In analyses for hourly precipitation, the GSMaP MVK had heavier precipitation than the QPE data in 8 out of 10 cases in 2019 (Fig. 2). Most of the selected cases were observed over lowlands relatively close to the coast. This characteristic roughly agreed with the previous study (Nodzu et al. 2019). The GSMaP relatively overestimated in light-rain cases and underestimated in heavy-rain cases if we regard the QPE as ground truth data. The GSMaP Gauge (Gauge_NRT) modified by gauge data has a higher similarity with the QPE than the GSMaP MVK (NRT) without modification in the analyses including root mean square difference, biases, and probability of detection (not shown).

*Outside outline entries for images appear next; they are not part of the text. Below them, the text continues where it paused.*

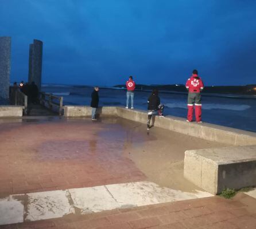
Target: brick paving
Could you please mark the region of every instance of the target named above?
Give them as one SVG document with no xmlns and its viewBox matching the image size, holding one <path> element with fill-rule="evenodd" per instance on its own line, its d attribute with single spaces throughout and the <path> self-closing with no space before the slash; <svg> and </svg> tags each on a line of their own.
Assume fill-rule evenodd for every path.
<svg viewBox="0 0 256 229">
<path fill-rule="evenodd" d="M 88 120 L 2 124 L 0 197 L 146 180 L 122 156 L 124 133 Z"/>
<path fill-rule="evenodd" d="M 0 129 L 0 196 L 145 180 L 122 156 L 141 135 L 118 125 L 6 123 Z M 111 141 L 110 141 L 111 140 Z M 255 229 L 256 200 L 239 194 L 0 226 L 0 228 Z"/>
<path fill-rule="evenodd" d="M 219 207 L 220 206 L 220 207 Z M 255 229 L 256 199 L 239 193 L 83 215 L 0 226 L 0 228 Z"/>
</svg>

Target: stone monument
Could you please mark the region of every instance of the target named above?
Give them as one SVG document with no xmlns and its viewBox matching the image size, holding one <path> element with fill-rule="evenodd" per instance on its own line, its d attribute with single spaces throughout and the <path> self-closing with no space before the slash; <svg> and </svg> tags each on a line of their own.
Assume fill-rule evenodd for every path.
<svg viewBox="0 0 256 229">
<path fill-rule="evenodd" d="M 0 102 L 8 103 L 9 97 L 11 38 L 0 37 Z"/>
<path fill-rule="evenodd" d="M 29 45 L 29 82 L 34 81 L 41 90 L 42 77 L 42 42 L 34 40 Z"/>
</svg>

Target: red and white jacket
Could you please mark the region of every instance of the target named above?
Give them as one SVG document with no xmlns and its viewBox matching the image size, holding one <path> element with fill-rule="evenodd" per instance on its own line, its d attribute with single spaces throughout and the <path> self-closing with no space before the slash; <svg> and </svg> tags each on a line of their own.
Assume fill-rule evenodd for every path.
<svg viewBox="0 0 256 229">
<path fill-rule="evenodd" d="M 186 88 L 189 92 L 199 93 L 204 89 L 202 80 L 197 74 L 193 74 L 187 81 Z"/>
<path fill-rule="evenodd" d="M 127 80 L 126 81 L 126 88 L 129 91 L 134 91 L 135 89 L 135 82 L 133 80 Z"/>
</svg>

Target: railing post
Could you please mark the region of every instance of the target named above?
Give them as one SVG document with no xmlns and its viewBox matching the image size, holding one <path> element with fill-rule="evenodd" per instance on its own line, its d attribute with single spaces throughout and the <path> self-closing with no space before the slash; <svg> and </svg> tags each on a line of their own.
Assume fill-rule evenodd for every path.
<svg viewBox="0 0 256 229">
<path fill-rule="evenodd" d="M 17 105 L 17 90 L 15 90 L 15 105 Z"/>
<path fill-rule="evenodd" d="M 49 100 L 48 100 L 48 105 L 49 105 L 49 108 L 52 110 L 52 96 L 49 96 Z"/>
<path fill-rule="evenodd" d="M 59 115 L 62 114 L 62 109 L 63 106 L 63 97 L 61 96 L 60 97 L 60 110 L 59 112 Z"/>
<path fill-rule="evenodd" d="M 24 96 L 24 114 L 28 114 L 28 96 Z"/>
</svg>

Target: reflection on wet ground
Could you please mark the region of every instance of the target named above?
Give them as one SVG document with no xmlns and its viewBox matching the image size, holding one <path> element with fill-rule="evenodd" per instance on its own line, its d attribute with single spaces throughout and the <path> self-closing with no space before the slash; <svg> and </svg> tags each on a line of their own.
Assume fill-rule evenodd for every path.
<svg viewBox="0 0 256 229">
<path fill-rule="evenodd" d="M 185 150 L 221 147 L 120 118 L 0 122 L 0 195 L 149 180 L 192 191 Z"/>
</svg>

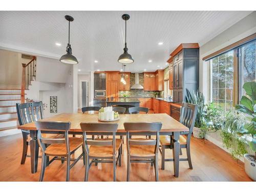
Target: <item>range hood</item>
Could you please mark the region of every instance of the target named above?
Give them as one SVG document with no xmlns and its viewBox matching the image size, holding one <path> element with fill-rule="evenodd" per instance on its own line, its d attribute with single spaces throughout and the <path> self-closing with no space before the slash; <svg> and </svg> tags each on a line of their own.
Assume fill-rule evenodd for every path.
<svg viewBox="0 0 256 192">
<path fill-rule="evenodd" d="M 135 84 L 131 87 L 131 89 L 143 89 L 143 87 L 139 83 L 139 73 L 135 73 Z"/>
</svg>

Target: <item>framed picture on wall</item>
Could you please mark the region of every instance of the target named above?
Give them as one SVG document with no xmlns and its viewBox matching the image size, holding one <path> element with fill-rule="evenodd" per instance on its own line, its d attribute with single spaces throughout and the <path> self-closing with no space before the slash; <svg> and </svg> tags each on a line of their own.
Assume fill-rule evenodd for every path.
<svg viewBox="0 0 256 192">
<path fill-rule="evenodd" d="M 50 96 L 50 113 L 57 113 L 57 96 Z"/>
</svg>

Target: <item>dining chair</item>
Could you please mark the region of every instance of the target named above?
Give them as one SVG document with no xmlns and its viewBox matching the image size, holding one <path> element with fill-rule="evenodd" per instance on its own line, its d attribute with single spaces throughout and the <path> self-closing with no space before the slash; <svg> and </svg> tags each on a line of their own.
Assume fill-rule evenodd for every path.
<svg viewBox="0 0 256 192">
<path fill-rule="evenodd" d="M 113 106 L 113 111 L 117 111 L 120 114 L 124 114 L 125 113 L 126 111 L 125 108 L 123 108 L 122 106 Z"/>
<path fill-rule="evenodd" d="M 37 140 L 40 147 L 42 150 L 42 163 L 39 181 L 42 181 L 46 166 L 46 157 L 54 157 L 49 162 L 60 160 L 67 161 L 66 181 L 69 181 L 70 169 L 83 157 L 83 164 L 85 164 L 84 150 L 82 146 L 82 139 L 77 137 L 69 138 L 68 131 L 71 123 L 69 122 L 60 121 L 36 121 L 36 129 L 38 130 Z M 52 133 L 59 131 L 65 132 L 65 137 L 62 138 L 48 138 L 42 136 L 41 131 L 51 131 Z M 50 144 L 46 148 L 46 144 Z M 71 159 L 70 156 L 73 154 L 80 146 L 82 153 L 76 159 Z M 70 161 L 74 162 L 71 165 Z"/>
<path fill-rule="evenodd" d="M 85 112 L 88 111 L 99 111 L 99 110 L 101 108 L 100 106 L 84 106 L 82 108 L 82 113 L 84 113 Z"/>
<path fill-rule="evenodd" d="M 148 113 L 148 108 L 143 108 L 142 106 L 134 106 L 132 108 L 130 108 L 129 109 L 129 113 L 132 114 L 133 113 L 139 113 L 139 112 L 145 112 L 146 113 Z"/>
<path fill-rule="evenodd" d="M 84 181 L 88 181 L 90 167 L 95 163 L 111 163 L 113 164 L 113 180 L 116 181 L 116 169 L 117 162 L 121 166 L 121 145 L 122 139 L 116 139 L 118 123 L 82 122 L 80 124 L 83 132 L 83 145 L 85 149 L 86 171 Z M 109 133 L 113 138 L 88 140 L 87 132 L 93 132 L 96 135 Z M 90 147 L 88 145 L 90 145 Z M 90 162 L 90 159 L 92 161 Z"/>
<path fill-rule="evenodd" d="M 126 122 L 123 125 L 126 132 L 127 181 L 130 181 L 131 163 L 135 162 L 153 163 L 155 166 L 156 181 L 158 181 L 158 155 L 159 132 L 162 123 Z M 150 132 L 151 134 L 155 134 L 156 139 L 130 138 L 130 134 L 146 136 Z"/>
<path fill-rule="evenodd" d="M 182 155 L 182 148 L 186 148 L 187 158 L 180 158 L 180 161 L 187 161 L 189 168 L 193 169 L 192 162 L 190 155 L 190 140 L 195 121 L 197 116 L 198 106 L 188 103 L 183 102 L 181 108 L 180 122 L 187 127 L 189 130 L 188 132 L 181 132 L 180 136 L 180 154 Z M 186 136 L 186 138 L 184 136 Z M 161 136 L 160 137 L 161 144 L 160 151 L 162 153 L 162 169 L 164 169 L 164 163 L 165 161 L 173 161 L 173 159 L 165 158 L 165 150 L 166 148 L 173 149 L 173 139 L 172 136 Z"/>
<path fill-rule="evenodd" d="M 31 123 L 44 118 L 44 110 L 42 101 L 28 102 L 25 103 L 16 103 L 17 116 L 20 125 Z M 23 138 L 23 148 L 20 164 L 25 163 L 28 155 L 28 146 L 29 145 L 28 136 L 29 131 L 22 130 Z M 48 135 L 48 137 L 56 137 L 57 135 Z"/>
</svg>

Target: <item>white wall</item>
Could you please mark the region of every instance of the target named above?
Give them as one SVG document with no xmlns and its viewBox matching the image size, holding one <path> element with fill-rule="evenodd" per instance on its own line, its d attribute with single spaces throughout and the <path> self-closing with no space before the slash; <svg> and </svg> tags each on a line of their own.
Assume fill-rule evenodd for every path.
<svg viewBox="0 0 256 192">
<path fill-rule="evenodd" d="M 203 61 L 203 57 L 228 45 L 256 33 L 256 11 L 253 12 L 211 40 L 201 46 L 200 49 L 199 89 L 209 100 L 208 62 Z M 207 134 L 207 139 L 223 148 L 221 137 L 218 133 Z"/>
</svg>

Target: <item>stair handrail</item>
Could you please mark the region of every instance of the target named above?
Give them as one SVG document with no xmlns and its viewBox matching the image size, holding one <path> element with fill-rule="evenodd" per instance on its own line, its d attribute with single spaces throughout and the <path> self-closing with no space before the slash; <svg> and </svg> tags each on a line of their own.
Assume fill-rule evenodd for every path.
<svg viewBox="0 0 256 192">
<path fill-rule="evenodd" d="M 31 63 L 33 62 L 33 74 L 34 76 L 34 61 L 36 60 L 36 57 L 33 56 L 33 59 L 29 61 L 27 64 L 22 63 L 22 86 L 20 89 L 20 102 L 22 103 L 24 103 L 25 102 L 25 89 L 26 89 L 26 68 L 30 64 L 30 80 L 32 78 L 32 65 Z M 28 67 L 28 85 L 29 83 L 29 67 Z"/>
</svg>

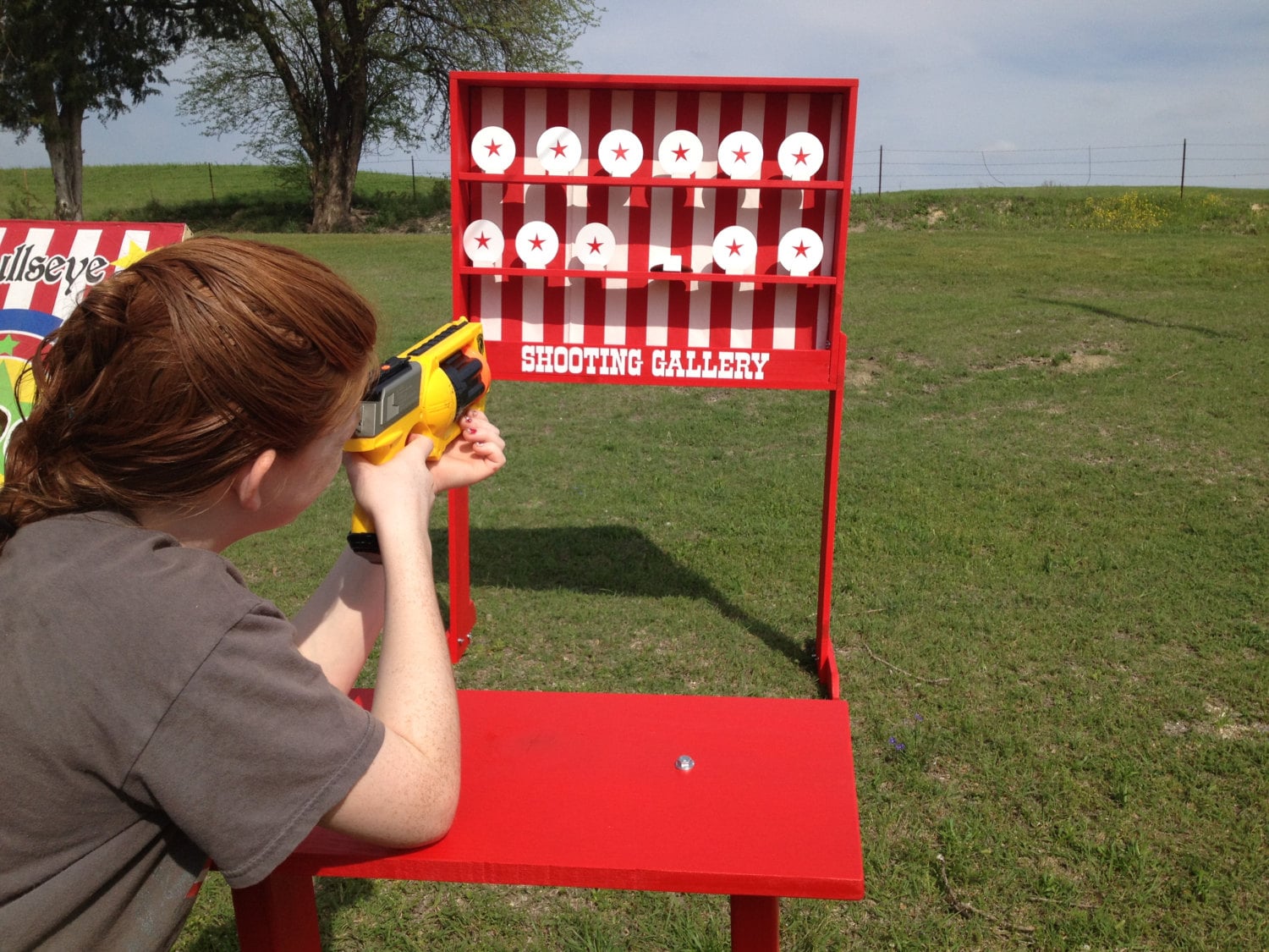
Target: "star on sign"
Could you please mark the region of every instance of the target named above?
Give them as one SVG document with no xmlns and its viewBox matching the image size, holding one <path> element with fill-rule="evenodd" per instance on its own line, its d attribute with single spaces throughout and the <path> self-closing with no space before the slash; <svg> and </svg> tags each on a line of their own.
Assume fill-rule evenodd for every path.
<svg viewBox="0 0 1269 952">
<path fill-rule="evenodd" d="M 146 251 L 146 249 L 141 248 L 141 245 L 129 239 L 128 250 L 119 256 L 118 261 L 110 261 L 110 264 L 114 265 L 115 268 L 129 268 L 137 261 L 140 261 L 142 258 L 145 258 L 147 254 L 150 253 Z"/>
</svg>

The correspondence between the GSMaP and the QPE was assessed by varying accumulation time of precipitation (ATP) from one hour to 12 hours. Hourly or 2-hourly precipitation had a lower correspondence between the two datasets than precipitation with longer ATP. On the other hand, in the longer ATP, normalized RMSD and POD for 6-hourly precipitation had similar values with those for 12-hourly precipitation.


4. Summary

The GSMaP and the QPE precipitation datasets showed a high agreement in their horizontal distribution, especially over the ocean. The GSMaP often had larger values compared to the QPE. This could be a shared feature over lowlands relatively close to the coast observed in the previous studies. It seems that the adjustment algorithm with rain gauge data in the GSMaP successfully works judging from the analyses on the Gauge and Gauge_NRT products. Two common features could be seen in the comparison between the GSMaP and the QPE data: (1) the GSMaP had larger values in light-rain cases and smaller values in heavy-rain cases; (2) the GSMaP and the QPE had a higher correspondence for the precipitation with a longer ATP. Discussion based on the above comparison is helpful in the construction of an optimized and integrated precipitation dataset from the satellite and surface observations.

References
Aonashi, K. et al., 2009, J. Meteor. Soc. Japan, 87A, 119-136.

Kubota, T. et al., 2020, In: Levizzani V. et al. (eds) Satellite Precipitation Measurement. Advances in Global Change Research, vol 67., Springer, Cham.

Mega, T. et al., 2019, IEEE Trans. Geosci. Remote Sens., 57, 1928–1935.

Nodzu, M. I. et al., 2019, Prog. Earth Planet Sci. 6:58.

Ushio, T. et al., 2009, J. Meteor. Soc. Japan, 87A, 137-151.